Restructuring costs of GBP4,708,000 (2019: GBPnil) were incurred
in relation to restructuring activities that were undertaken during
the year and following the acquisition of Redde plc, as part of the
integration of the Combined Group. These costs primarily related to
a reduction in headcount and associated redundancy and loss of
office costs.
As part of the post-acquisition reorganisation, an exceptional
impairment of property, plant and equipment of GBP1,304,000 (2019:
GBPnil) and an onerous contract provision of GBP369,000 (2019:
GBPnil) were incurred in relation to property.
Exceptional share based payment charges of GBP1,659,000 (2019:
GBPnil) were incurred in relation to outstanding EPSP awards
previously made to continuing employees that were forfeited
following the completion of the acquisition of Redde plc.

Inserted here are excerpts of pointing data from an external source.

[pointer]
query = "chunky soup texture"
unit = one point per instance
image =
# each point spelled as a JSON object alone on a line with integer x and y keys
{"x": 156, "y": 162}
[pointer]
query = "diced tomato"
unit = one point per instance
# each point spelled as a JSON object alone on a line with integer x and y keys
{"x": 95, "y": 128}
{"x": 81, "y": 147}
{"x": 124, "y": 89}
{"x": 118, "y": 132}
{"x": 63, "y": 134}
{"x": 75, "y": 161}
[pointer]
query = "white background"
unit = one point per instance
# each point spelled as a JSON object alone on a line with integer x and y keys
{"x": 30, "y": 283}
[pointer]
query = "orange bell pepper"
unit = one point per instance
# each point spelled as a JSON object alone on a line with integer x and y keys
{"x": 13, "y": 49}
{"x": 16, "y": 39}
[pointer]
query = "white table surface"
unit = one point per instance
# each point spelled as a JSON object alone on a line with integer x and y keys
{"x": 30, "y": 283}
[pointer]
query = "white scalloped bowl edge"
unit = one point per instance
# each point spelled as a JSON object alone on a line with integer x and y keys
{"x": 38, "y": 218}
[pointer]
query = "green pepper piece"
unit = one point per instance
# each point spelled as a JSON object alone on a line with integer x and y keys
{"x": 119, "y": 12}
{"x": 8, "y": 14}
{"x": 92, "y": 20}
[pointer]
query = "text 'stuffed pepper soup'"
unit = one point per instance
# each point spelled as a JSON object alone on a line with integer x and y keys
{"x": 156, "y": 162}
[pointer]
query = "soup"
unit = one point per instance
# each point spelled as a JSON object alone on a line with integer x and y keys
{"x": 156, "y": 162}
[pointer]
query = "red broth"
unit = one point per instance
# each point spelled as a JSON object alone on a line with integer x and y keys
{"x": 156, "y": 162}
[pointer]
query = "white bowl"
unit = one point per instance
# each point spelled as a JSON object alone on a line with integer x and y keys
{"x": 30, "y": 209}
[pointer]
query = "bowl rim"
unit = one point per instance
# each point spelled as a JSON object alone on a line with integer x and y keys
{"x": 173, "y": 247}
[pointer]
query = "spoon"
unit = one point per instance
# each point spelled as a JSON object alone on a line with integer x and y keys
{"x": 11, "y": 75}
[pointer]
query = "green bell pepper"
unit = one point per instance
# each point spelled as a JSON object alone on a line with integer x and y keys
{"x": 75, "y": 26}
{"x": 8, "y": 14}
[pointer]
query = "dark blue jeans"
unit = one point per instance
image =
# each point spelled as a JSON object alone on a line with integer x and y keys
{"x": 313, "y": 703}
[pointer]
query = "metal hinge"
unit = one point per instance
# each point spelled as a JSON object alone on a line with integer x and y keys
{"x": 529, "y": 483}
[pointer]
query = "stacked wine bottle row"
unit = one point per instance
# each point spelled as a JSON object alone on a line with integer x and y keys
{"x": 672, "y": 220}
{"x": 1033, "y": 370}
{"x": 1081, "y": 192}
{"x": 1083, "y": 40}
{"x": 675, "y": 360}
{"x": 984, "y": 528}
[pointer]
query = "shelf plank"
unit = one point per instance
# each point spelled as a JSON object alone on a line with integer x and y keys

Exceptional costs of GBP569,000 (2019: GBPnil) were incurred in
relation to the closure of sites.
Merger expenses
The Group incurred acquisition expenses of GBP18,256,000 (2019:
GBPnil). These related to expenses directly attributable to the
acquisition such as advisor fees, accountancy services, arranging
continuation of bank facilities and other acquisition related
costs.
Intangible impairment
The Group is in dispute with the provider of certain IT and
software development services in relation to the delivery of the
planned development of Northgate's new IT system and has therefore
paused the project. Given the uncertainty over the outcome of this
dispute a decision has been made to write down the carrying values
of the related assets. The Group therefore incurred exceptional
costs in relation to this impairment of GBP14,910,000 (2019:
GBPnil).
Refinancing expenses
The Group incurred exceptional finance costs of GBP566,000
(2019: GBPnil) relating to debt partially extinguished as part of
the refinancing of Group bank facilities.
7. CONTINGENT LIABILITIES
The Group is currently in legal dispute with a provider of
certain IT and software development services over the failure to
deliver agreed software and services to the Group. Both parties are
claiming against each other. However, the Group has disclaimed
liability and is defending the action. No provision in relation to
the claim has been recognised in the financial statements as legal
advice indicates that on the balance of probabilities significant
liability will not arise.
8. BASIS OF PREPARATION
The results for the year ended 30 April 2020, including
comparative financial information, have been prepared in accordance
with International Financial Reporting Standards ("IFRS"), and
their interpretations adopted by the European Union.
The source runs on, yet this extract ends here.